The trade deficit unexpectedly widened in Oct as weaker foreign orders for US goods & services outweighed a cooling in imports.  The gap increased 3.4% to $43.9B from a revised $42.5B in Sep that was larger than previously estimated, according to the Commerce Dept.  The forecast was for a deficit of $40.5B.  A strong dollar & weaker global growth caused exports to slump to the lowest level in t3 years, one reason why American manufacturers are struggling.  The drive toward energy independence & lower fuel prices also drove down petroleum imports, which sank to the lowest level in more than a decade.  After eliminating the effects of price fluctuations, which generates the numbers used to calculate GDP, the trade deficit widened to $60.3B from $57.4B a month earlier.  This report ran counter to preliminary estimates issued last month that showed a narrowing in the trade gap on goods.  The revised numbers will probably prompt cuts in  estimates for Q4 growth.  Exports dropped 1.4% to $184.1B, the weakest in 2 years, from $186.8B the prior month.  They’ve receded from the record $197.8B reached in Oct 2014.  Imports decreased 0.6% to $228B from $229.2B in Sep.  The value of petroleum purchases from abroad sank to $12B, the least since 2003.

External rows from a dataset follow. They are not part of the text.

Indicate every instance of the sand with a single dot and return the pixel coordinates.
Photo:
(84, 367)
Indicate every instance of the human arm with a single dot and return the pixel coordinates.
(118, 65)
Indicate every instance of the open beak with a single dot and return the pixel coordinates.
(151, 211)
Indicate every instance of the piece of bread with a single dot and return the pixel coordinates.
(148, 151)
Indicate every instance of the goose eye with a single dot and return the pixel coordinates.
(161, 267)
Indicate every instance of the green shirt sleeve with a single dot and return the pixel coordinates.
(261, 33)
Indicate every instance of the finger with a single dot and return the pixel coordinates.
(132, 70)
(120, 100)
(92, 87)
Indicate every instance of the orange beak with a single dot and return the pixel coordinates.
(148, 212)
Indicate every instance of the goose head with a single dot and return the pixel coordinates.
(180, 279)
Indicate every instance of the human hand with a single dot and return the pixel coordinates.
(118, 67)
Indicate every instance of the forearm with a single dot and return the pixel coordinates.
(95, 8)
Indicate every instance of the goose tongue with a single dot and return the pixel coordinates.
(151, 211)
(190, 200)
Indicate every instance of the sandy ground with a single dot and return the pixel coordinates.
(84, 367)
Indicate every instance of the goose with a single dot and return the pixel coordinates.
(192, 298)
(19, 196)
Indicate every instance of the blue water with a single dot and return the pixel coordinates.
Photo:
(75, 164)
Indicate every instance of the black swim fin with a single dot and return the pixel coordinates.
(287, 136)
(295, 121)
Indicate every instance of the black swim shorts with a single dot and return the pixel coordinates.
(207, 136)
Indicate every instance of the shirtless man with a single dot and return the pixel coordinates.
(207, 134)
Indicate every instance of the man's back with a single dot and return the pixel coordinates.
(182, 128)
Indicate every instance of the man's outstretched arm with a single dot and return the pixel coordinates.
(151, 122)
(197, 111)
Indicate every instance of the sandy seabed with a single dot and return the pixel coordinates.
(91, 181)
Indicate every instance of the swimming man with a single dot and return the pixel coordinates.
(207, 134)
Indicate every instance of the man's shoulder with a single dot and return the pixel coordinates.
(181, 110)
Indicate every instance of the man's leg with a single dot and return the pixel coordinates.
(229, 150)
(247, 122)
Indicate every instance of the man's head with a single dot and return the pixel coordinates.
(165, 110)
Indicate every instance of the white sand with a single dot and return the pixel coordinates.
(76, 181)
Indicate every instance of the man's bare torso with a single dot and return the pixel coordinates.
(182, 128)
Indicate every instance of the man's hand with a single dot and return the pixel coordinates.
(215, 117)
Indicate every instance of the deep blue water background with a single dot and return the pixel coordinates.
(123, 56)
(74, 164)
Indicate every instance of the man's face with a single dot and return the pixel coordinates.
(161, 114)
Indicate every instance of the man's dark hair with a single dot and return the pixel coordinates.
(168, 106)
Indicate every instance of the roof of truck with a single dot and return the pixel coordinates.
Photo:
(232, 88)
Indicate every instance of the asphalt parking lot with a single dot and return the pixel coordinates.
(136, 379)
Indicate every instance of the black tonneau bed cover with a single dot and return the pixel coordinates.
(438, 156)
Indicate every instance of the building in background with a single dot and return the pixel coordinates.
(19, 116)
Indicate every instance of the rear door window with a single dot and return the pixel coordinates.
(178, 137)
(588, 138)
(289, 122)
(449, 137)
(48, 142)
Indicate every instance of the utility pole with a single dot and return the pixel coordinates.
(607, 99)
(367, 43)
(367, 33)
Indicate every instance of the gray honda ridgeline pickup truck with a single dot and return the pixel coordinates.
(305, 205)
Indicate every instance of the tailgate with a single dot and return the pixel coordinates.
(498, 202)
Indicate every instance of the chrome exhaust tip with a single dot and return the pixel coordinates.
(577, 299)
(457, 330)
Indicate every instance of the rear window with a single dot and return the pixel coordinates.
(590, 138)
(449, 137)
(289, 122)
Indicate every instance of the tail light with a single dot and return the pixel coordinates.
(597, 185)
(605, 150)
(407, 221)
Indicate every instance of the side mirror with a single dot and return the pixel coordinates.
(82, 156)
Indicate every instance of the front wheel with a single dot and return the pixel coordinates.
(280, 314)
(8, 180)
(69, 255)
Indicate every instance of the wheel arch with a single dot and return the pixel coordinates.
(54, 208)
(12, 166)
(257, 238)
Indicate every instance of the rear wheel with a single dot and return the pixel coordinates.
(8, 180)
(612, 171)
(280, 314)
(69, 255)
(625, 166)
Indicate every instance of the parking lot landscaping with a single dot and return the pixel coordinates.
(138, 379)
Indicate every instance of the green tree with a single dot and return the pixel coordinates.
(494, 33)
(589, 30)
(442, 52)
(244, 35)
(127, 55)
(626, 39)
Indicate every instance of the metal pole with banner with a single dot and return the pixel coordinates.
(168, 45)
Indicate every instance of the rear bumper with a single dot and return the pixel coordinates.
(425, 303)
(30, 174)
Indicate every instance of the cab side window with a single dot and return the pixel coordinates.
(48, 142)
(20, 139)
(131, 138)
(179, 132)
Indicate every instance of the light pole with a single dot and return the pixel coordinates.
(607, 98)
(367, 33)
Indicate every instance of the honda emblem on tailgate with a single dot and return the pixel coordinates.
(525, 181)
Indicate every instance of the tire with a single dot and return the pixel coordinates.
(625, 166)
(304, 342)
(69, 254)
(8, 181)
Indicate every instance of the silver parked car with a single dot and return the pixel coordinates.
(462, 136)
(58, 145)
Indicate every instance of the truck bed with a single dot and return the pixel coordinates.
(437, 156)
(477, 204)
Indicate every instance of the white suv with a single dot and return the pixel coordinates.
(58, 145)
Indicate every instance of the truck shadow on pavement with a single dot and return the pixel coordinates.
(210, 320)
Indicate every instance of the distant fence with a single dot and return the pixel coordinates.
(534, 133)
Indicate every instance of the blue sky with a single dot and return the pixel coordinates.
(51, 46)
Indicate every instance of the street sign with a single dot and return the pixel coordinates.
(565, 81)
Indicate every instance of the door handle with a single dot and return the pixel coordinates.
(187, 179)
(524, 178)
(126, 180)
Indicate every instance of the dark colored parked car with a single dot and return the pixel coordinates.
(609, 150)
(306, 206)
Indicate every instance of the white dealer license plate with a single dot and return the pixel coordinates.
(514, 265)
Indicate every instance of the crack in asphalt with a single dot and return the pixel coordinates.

Trade Gap Unexpectedly Widens on Drop in U.S. Exports

The big gains may not hold when it sinks in that the odds for a rise in the interest rate are likely in less than 2 weeks.  The significant increase in  gold prices along with modest market  bread is not encouraging for stocks.  Oil remains depressed as OPEC does not decrease production in a world that is already producing too much.  Dow is up only about 80 since the beginning of Oct, a drab follow-up after extraordinary gains in Oct.